The outrage over Bill C-37 is particularly charged because it has aroused a complicated identity politics: it raises fundamental questions of what it means to be (culturally) a Canadian and what it means to be a Canadian citizen—two matters that are often conflated but which are actually distinct. Reactions to the new legislation depend on the extent to which people feel emotionally and practically connected to Canada. The greatest indignation has come from Canadian citizens who feel strongly “Canadian” in terms of their cultural practices, knowledge or family background and have raised their children accordingly, but whose children or grandchildren will have second-class or no Canadian citizenship. To them, legal citizenship is part and parcel of cultural citizenship.
On the other hand, expatriates who have resided out of Canada for many years and have no intention to return tend not to feel strongly one way or another. To them, cultural citizenship and legal citizenship are distinct concepts. As one expatriate argued in a recent South China Morning Post editorial, knowing the words to the national anthem and that maple syrup is served with pancakes does not constitute Canadian citizenship. L. Walsh writes: “I was born in Canada, grew up and went to school there, paid taxes, contributed to the community and took part in the political system. However, since moving to Hong Kong, I no longer pay Canadian taxes nor go about my daily life there…While I retain my cultural heritage and roots, and have also passed many Canadian traditions to my children, they are also influenced by their environment, Hong Kong. If I wished my children to be totally, 'only and always Canadian', then I would choose to live there…If, as a Canadian citizen, you value the country so much, then you should make this country your home. To be able to give my children Canadian citizenship is a gift, not a right.”

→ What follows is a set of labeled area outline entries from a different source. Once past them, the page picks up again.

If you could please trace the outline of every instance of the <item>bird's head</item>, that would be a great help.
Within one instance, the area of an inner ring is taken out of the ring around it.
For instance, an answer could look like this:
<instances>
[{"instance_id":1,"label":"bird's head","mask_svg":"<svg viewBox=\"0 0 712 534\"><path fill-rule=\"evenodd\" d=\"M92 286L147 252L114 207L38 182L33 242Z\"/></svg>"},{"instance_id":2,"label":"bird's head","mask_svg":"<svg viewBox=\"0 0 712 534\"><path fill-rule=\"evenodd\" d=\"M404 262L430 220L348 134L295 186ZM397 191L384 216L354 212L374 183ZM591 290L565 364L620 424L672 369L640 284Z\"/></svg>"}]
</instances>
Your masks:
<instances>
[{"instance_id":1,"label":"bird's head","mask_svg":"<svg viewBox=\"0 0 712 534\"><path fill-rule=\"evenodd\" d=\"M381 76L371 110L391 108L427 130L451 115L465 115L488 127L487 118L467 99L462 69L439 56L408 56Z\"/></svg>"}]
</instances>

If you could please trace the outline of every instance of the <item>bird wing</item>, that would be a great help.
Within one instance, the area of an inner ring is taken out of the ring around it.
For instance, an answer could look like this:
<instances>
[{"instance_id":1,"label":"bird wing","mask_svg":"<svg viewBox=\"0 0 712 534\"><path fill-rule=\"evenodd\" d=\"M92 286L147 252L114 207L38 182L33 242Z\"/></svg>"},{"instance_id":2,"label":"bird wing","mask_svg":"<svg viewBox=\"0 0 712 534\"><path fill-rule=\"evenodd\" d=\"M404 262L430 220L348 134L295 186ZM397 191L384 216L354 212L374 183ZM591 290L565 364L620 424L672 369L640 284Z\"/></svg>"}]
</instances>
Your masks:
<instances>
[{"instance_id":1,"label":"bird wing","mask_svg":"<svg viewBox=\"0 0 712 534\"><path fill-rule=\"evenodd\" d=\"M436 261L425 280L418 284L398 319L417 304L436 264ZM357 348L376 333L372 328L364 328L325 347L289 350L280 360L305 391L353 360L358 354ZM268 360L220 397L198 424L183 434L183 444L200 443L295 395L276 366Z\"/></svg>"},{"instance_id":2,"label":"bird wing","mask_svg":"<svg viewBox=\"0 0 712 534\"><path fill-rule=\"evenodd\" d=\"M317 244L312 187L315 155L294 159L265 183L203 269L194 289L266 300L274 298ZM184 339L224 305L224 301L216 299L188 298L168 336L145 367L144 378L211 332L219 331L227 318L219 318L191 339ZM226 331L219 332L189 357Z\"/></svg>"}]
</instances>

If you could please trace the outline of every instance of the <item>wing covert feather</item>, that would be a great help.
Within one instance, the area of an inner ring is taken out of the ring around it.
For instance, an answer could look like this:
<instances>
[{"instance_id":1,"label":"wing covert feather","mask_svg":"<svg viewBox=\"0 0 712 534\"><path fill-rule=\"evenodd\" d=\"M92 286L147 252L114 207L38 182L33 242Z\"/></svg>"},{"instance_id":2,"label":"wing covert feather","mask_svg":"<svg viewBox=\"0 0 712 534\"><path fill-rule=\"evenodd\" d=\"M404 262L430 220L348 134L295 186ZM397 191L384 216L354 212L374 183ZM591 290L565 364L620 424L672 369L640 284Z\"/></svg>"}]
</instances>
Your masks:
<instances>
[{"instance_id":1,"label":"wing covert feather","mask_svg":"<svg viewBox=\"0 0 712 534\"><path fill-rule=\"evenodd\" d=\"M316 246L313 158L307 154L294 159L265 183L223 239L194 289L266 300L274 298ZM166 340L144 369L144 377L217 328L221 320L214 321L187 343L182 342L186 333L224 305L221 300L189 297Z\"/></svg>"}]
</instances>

Finally, Bill C-37 appears to go against the modern realities of globalization and transnationalism, as it restricts an internationally mobile Canadian workforce. What does it mean for Canada’s future economic competitiveness if Canadians and members of the Canadian diaspora are limited, alienated, or excluded altogether? Employees may refuse international assignments rather than risk having their children born abroad with second-class citizenship. The intercultural acumen that Canadians develop while abroad and bring back to Canada will be valuable personally and professionally. Canada may also be closing herself off to contributions from Canadians or potential Canadians with valuable international business networks. It should be noted that children of government and military personnel are exempted from this law—an exemption which some see as an acknowledgement that the new legislation puts those working abroad at a disadvantage.
There is currently a lot of confusion over the finer points of the law, but until it has been officially interpreted and applied after it comes into effect, members of the expatriate and adoption communities are worried and angry. So far, the government response in national media has been muted, with a simple restatement of the law rather than a substantial engagement with the counterarguments raised. It remains to be seen how the uproar over the ramifications of Bill C-37 will be resolved.